I recently came across some interesting data on pacing of world records in endurance running events on the track. It indicates that nearly all of the record-breaking times in the last 40 years or so have been run with negative splits. That means the second half of the race was run faster than the first half. This, of course, has to do with the pacing strategy I write about so often—holding down perceived effort early in the race rather than starting out of control and then limping to the finish.
Here is the basic data I refer to...
Between 1967 and 1998 the men’s world record for the mile was broken 10 times. Of those 7 were negatively split, but just barely. The average first half time for all 10 was 50.3% of the finishing time (+/- 0.53%). In other words, on average, the first halves were run more slowly than the second halves of the race.

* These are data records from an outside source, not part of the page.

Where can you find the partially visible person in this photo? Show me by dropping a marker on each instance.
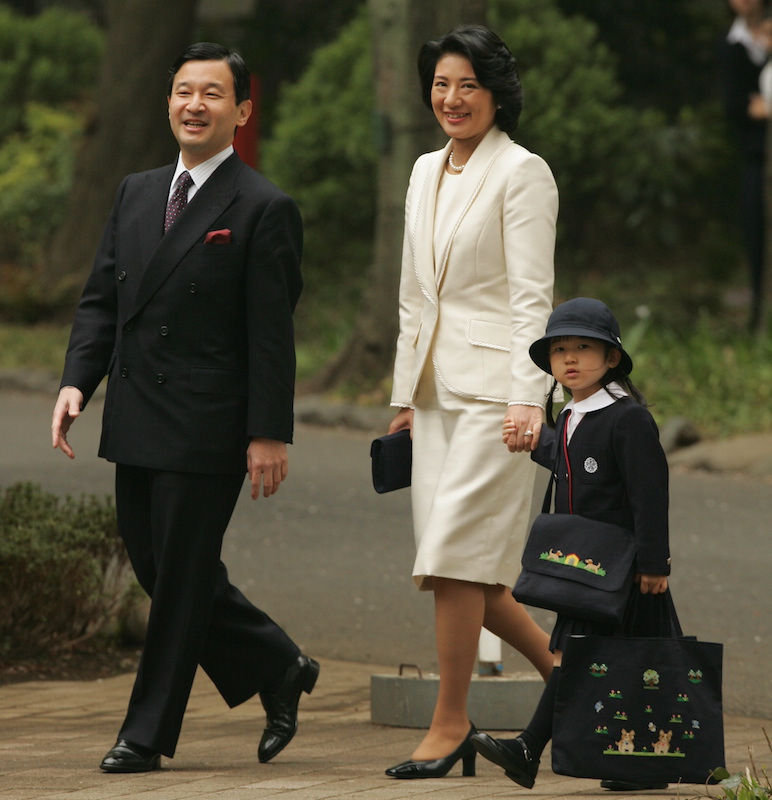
(744, 53)
(606, 423)
(188, 311)
(476, 289)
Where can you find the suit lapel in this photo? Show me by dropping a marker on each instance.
(190, 228)
(467, 186)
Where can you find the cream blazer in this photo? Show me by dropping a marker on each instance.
(474, 307)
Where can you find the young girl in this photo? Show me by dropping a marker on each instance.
(610, 467)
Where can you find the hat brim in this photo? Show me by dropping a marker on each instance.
(540, 349)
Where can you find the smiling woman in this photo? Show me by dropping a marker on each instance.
(476, 286)
(463, 107)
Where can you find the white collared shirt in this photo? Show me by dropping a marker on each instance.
(595, 402)
(740, 32)
(199, 173)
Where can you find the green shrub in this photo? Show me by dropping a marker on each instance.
(64, 572)
(51, 58)
(36, 168)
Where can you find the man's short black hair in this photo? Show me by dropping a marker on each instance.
(210, 51)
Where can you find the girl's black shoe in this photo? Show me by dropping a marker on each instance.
(512, 755)
(439, 767)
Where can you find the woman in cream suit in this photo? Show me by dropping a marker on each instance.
(476, 290)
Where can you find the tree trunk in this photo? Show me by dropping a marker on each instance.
(406, 129)
(760, 323)
(129, 132)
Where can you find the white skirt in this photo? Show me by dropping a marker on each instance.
(471, 497)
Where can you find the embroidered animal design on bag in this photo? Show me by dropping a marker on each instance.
(625, 743)
(663, 745)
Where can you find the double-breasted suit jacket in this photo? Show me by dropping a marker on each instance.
(196, 336)
(474, 305)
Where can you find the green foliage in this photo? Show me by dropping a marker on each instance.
(36, 167)
(63, 569)
(52, 58)
(708, 374)
(323, 154)
(742, 786)
(49, 66)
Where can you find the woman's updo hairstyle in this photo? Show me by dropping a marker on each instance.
(494, 67)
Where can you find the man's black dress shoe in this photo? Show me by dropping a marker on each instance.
(130, 757)
(627, 786)
(512, 755)
(439, 767)
(281, 707)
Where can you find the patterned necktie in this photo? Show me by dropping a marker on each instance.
(178, 200)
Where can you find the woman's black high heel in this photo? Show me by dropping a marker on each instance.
(439, 767)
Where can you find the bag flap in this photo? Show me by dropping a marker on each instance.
(579, 549)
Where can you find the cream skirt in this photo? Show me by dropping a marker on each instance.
(471, 497)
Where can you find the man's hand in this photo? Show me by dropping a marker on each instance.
(66, 410)
(267, 462)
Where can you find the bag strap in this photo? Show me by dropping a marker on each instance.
(547, 502)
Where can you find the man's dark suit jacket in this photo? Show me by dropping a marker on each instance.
(196, 336)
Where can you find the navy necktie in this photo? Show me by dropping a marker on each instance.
(178, 200)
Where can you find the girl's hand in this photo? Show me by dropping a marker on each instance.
(521, 428)
(651, 584)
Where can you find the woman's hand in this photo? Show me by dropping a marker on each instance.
(522, 426)
(651, 584)
(403, 421)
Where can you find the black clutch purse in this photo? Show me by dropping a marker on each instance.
(392, 461)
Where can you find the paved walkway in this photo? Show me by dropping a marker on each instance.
(53, 735)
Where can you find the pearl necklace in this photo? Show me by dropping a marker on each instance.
(453, 164)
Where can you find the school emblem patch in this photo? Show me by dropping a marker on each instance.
(590, 465)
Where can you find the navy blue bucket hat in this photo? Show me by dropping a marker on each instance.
(582, 316)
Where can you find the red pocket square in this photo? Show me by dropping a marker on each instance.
(218, 237)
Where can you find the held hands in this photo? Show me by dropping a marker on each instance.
(651, 584)
(521, 429)
(267, 462)
(67, 409)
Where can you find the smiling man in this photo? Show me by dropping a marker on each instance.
(188, 311)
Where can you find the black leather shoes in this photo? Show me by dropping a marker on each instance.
(512, 755)
(439, 767)
(627, 786)
(281, 707)
(129, 757)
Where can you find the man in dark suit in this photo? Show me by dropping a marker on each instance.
(188, 311)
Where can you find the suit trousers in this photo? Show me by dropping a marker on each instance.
(172, 524)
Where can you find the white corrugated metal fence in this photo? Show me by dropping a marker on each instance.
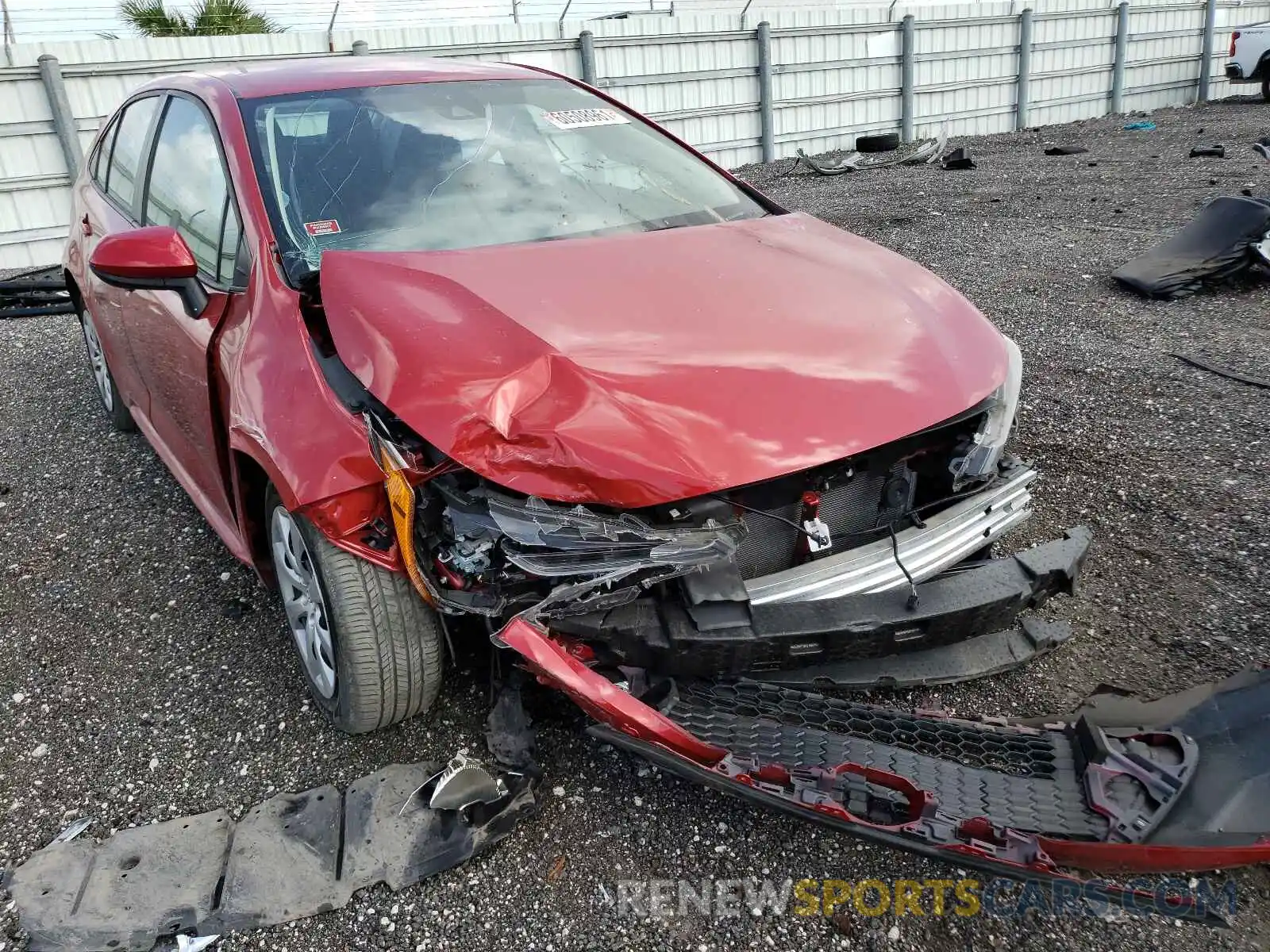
(836, 73)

Same thing here. From 1966 to 2004 the men’s 5000-meter world record was bettered 13 times. Twelve of those were negative splits. The average first half was 50.3% of the finishing time (+/- 0.71%).
And finally, the men’s 10,000-meter world record was broken 14 times between 1977 and 2005. Of these 11 were negative splits with the first half being run in 50.2% on average of the finishing time (+/- 0.22%).

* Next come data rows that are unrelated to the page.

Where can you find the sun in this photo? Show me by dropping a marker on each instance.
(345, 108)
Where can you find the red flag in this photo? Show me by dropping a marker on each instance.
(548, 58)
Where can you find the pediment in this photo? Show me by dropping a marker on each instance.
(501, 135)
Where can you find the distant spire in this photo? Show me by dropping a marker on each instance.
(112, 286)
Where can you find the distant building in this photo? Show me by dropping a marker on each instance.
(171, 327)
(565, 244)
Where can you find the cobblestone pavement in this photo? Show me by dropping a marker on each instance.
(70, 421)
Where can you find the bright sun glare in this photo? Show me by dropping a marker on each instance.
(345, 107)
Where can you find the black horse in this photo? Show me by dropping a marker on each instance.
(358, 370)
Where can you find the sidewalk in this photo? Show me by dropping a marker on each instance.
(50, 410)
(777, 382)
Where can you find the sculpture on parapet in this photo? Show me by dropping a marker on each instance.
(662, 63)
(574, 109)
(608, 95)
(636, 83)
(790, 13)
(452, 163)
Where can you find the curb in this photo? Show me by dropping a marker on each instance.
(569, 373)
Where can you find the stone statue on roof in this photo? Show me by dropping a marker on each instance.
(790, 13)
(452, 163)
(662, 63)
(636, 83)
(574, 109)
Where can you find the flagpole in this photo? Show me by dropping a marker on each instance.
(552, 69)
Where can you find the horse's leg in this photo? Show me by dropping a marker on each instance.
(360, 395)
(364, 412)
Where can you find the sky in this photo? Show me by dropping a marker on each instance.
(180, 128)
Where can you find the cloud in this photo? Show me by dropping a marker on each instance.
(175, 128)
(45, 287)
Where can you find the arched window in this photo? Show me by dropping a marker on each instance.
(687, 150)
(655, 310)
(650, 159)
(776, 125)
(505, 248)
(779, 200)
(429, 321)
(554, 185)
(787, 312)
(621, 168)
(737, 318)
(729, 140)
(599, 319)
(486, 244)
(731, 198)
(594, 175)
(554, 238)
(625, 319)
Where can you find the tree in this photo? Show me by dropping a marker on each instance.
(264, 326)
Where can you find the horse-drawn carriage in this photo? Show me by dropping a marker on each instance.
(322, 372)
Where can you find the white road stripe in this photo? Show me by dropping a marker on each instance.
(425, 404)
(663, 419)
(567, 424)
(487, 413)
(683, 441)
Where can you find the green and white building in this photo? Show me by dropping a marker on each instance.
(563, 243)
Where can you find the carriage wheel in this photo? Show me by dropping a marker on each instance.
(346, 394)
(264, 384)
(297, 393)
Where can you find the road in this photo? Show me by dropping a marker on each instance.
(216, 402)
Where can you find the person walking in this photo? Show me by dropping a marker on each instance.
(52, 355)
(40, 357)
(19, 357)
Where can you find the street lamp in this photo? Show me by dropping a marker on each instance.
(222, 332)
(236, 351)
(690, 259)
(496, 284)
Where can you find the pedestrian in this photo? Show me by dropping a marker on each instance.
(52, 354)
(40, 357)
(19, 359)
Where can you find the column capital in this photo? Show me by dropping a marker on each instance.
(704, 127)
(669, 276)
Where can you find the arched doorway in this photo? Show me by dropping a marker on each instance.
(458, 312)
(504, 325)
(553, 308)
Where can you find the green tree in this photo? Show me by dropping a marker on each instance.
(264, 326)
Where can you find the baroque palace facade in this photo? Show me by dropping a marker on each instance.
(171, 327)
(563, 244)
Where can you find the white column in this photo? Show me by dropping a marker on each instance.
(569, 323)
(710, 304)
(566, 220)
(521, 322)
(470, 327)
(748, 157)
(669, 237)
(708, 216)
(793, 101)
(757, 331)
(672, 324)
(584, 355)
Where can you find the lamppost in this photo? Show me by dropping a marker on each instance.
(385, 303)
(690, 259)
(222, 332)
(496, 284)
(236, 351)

The bottom line here is, once again, that if you want to run a fast race it appears to be beneficial if you start conservatively and pace yourself so that the second half is run slightly faster than the first half. Of course, this assumes that the course is flat and wind is not an issue. That is seldom the case, So the better way to think about this, given that terrain and weather may well be issues in pacing, is to focus on perceived exertion. Run at a lower effort than what you feel like you could do in the first several minutes and you greatly improve your chances of a negatively split race.
I tell the people I coach that when a running race starts, if they aren’t being passed by nearly everyone who started around them then they, too, are going too fast. I tell them to be patient and have confidence that they can finish stronger—and race faster—if they merely hold back a bit at the gun. Nearly all of those who passed them will “come back” later in the race. And it is very stimulating when this happens. Passing others late in the race keeps you focused and racing aggressively.
The problem is that most runners can not control their emotions at the start. If the person next to them is going too fast at the start then it is assumed that is the proper pace. You’ll never realize your potential as a runner until you learn how to develop and follow a pacing strategy. This requires both mental control and physical practice.